Citing public health and safety, Mayor Antonio Villaraigosa announced all demonstrators must leave the City Hall lawn by 12:01 a.m. Monday.
"As I stated this past Friday, it is time for Occupy LA to move from focusing their efforts to hold a particular patch of parkland to spreading the message of economic justice and a restoration of balance to American society," Villaraigosa said in a statement Sunday. "That is why tonight, City Hall Park, where protesters and others have camped for nearly 60 days, will officially close."
Police Chief Charlie Beck said officers would not physically remove campers at 12:01 a.m., but would be able to enforce the law at that time.
Many protestors, however, said they're not going anywhere. Some even handed out signs advertising an "Eviction Block Party."
Hundreds rallied at City Hall park in anticipation of midnight.
"We're here because we care, you know, it's a good cause," said one protester.
Another demonstrator said she wouldn't mind moving to the sidewalk.
Sunday morning, protesters handed out their first-ever newspaper containing tips on how to resist the Monday eviction. Dozens held a teach-in on resistance tactics, including how to stay safe from rubber bullets and pepper spray.
Protesters said they're making plans to resist eviction, but would do so peacefully.

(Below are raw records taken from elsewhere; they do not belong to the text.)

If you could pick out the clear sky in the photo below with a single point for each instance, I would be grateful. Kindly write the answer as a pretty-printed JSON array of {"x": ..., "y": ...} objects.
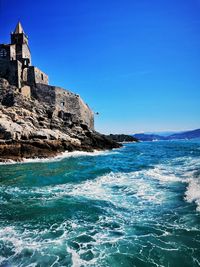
[{"x": 136, "y": 62}]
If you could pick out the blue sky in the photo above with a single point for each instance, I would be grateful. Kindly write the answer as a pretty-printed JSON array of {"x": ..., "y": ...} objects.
[{"x": 136, "y": 62}]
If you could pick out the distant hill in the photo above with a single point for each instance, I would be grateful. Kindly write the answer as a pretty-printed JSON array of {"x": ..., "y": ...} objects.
[
  {"x": 148, "y": 137},
  {"x": 185, "y": 135},
  {"x": 181, "y": 135}
]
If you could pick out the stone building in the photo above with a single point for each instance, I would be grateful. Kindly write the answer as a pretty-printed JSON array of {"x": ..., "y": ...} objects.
[
  {"x": 16, "y": 68},
  {"x": 15, "y": 61}
]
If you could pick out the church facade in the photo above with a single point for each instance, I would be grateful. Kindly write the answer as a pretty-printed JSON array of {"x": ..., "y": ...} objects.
[{"x": 15, "y": 62}]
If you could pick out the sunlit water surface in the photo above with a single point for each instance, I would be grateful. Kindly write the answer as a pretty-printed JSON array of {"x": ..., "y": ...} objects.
[{"x": 135, "y": 206}]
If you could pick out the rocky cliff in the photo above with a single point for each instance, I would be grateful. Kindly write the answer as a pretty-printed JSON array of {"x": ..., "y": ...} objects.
[{"x": 33, "y": 127}]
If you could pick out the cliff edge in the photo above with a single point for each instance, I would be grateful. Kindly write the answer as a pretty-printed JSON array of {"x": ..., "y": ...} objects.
[{"x": 42, "y": 121}]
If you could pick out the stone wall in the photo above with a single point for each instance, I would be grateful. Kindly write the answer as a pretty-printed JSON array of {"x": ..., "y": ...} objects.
[
  {"x": 11, "y": 71},
  {"x": 64, "y": 103},
  {"x": 26, "y": 53},
  {"x": 35, "y": 75},
  {"x": 25, "y": 91}
]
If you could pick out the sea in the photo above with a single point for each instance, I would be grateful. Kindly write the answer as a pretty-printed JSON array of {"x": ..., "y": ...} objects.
[{"x": 134, "y": 206}]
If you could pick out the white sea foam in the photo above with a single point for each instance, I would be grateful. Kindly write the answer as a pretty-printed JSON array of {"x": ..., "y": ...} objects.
[
  {"x": 193, "y": 193},
  {"x": 62, "y": 155}
]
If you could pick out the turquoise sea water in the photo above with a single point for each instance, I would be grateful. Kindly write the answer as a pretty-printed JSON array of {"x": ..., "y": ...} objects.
[{"x": 134, "y": 206}]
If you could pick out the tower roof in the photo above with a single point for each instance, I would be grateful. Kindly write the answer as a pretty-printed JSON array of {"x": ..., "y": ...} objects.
[{"x": 18, "y": 28}]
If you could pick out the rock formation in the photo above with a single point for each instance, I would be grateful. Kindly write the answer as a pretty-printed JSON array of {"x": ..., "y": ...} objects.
[{"x": 41, "y": 125}]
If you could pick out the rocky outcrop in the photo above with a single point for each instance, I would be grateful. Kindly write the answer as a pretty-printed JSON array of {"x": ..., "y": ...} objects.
[{"x": 30, "y": 127}]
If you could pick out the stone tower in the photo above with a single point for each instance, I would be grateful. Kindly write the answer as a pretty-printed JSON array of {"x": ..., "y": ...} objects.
[
  {"x": 15, "y": 61},
  {"x": 20, "y": 40}
]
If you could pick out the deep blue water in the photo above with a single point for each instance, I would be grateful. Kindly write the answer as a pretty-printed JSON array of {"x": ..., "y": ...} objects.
[{"x": 135, "y": 206}]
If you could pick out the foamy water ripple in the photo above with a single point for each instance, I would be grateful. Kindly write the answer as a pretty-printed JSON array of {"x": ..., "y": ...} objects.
[{"x": 136, "y": 206}]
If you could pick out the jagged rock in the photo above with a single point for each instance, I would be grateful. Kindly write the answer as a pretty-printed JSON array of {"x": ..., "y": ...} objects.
[{"x": 34, "y": 128}]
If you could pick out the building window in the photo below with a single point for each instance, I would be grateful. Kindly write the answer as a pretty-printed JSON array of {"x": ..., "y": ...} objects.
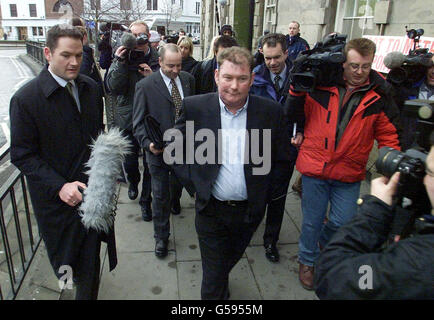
[
  {"x": 358, "y": 18},
  {"x": 13, "y": 8},
  {"x": 32, "y": 10},
  {"x": 270, "y": 15},
  {"x": 125, "y": 4},
  {"x": 63, "y": 6},
  {"x": 152, "y": 5},
  {"x": 95, "y": 4}
]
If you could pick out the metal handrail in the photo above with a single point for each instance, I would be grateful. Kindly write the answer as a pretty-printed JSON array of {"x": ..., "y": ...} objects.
[{"x": 20, "y": 244}]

"We will always remain peaceful and non-violent. Second to that, we have legal action that we're taking. I can't exactly go into great detail about that at the moment, but there are people who are willing to get arrested and continue protesting in various other ways," said Occupy L.A. protestor Mario Jefferson.

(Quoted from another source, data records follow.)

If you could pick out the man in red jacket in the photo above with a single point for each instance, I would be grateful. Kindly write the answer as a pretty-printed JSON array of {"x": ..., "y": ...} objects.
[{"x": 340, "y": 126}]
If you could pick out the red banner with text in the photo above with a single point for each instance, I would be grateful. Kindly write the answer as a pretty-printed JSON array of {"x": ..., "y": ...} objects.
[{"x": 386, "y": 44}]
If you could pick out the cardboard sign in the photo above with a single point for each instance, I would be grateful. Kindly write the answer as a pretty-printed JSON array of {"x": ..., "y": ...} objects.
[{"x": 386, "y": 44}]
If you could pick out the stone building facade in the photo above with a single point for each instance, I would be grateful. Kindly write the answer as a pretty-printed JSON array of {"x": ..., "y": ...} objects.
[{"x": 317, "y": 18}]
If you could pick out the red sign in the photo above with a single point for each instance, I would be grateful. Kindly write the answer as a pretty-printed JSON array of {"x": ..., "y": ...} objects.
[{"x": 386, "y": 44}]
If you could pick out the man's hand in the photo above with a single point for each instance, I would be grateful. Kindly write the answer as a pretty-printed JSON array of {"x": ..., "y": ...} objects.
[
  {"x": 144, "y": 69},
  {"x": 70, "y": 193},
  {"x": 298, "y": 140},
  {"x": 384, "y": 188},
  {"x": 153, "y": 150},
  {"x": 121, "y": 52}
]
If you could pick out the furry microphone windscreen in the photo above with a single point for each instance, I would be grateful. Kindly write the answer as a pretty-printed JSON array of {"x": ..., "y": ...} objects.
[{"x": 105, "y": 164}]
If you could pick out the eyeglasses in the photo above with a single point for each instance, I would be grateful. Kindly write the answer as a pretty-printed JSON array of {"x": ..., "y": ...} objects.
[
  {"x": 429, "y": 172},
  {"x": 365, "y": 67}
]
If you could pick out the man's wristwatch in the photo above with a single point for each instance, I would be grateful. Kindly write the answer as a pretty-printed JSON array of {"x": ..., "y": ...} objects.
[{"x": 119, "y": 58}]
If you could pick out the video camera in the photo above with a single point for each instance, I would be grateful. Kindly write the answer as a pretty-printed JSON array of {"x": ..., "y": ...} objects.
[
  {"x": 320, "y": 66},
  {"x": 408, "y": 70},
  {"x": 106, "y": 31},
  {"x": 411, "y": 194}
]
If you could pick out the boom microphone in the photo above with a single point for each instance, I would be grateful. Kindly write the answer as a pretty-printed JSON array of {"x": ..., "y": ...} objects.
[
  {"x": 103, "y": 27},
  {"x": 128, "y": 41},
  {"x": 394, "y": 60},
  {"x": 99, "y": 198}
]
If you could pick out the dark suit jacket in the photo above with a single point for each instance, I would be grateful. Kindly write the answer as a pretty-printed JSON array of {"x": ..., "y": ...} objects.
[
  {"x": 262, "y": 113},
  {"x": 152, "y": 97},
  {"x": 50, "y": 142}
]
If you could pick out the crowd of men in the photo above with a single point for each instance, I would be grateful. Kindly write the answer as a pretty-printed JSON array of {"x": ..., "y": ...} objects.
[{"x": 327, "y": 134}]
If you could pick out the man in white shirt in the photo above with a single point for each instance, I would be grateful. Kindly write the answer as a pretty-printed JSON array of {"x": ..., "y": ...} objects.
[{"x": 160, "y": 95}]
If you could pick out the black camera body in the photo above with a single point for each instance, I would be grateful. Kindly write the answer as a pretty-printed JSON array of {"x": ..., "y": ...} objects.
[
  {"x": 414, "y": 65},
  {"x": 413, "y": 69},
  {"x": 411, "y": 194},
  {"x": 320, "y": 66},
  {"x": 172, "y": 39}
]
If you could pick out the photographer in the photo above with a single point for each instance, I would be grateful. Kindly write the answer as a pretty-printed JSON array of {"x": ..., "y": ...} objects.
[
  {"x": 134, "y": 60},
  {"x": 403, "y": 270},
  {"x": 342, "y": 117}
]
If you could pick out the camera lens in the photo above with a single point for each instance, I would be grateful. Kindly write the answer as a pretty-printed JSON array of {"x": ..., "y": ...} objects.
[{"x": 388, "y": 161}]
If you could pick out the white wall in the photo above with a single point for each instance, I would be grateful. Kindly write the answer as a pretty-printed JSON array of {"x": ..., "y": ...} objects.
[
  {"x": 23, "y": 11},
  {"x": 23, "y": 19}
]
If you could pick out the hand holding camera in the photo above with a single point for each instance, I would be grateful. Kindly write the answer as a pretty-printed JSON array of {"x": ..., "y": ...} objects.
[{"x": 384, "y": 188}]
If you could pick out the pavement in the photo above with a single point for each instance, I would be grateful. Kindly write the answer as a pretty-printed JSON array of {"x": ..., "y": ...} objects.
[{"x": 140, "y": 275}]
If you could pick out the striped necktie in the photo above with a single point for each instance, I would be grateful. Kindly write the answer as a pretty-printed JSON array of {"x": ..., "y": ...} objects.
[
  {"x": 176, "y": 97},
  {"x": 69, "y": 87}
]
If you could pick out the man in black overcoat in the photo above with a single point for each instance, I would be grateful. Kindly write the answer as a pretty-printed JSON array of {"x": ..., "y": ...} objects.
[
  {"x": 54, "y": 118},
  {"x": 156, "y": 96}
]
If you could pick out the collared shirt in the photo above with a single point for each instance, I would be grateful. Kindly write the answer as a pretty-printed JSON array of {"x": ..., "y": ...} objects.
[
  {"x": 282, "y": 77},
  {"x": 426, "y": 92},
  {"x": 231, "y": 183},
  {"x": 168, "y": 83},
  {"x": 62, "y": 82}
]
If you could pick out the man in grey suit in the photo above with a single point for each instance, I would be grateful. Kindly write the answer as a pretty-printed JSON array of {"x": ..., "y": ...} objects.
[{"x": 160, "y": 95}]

Occupy leaders say they're learning from raids from other encampments.
"We've met a lot of people from a lot of different camps that have been raided that have come by subsequently and talked about some of the things that they've encountered," said another Occupy L.A. protester Clark Davis.
"I think it's quite clear that the tactics they've used elsewhere, they'll try to use here. We're going to remain peaceful. That's the foundation of this movement. There are people here that are not part of the movement that we're going to have a difficult time controlling," Davis added.
In an effort to keep peace, Villaraigosa said a free speech area will be provided for demonstrators as well as shelter beds for the homeless and special parking to help with the move.
The protesters and about 485 tents have been on the City Hall lawn for about two months.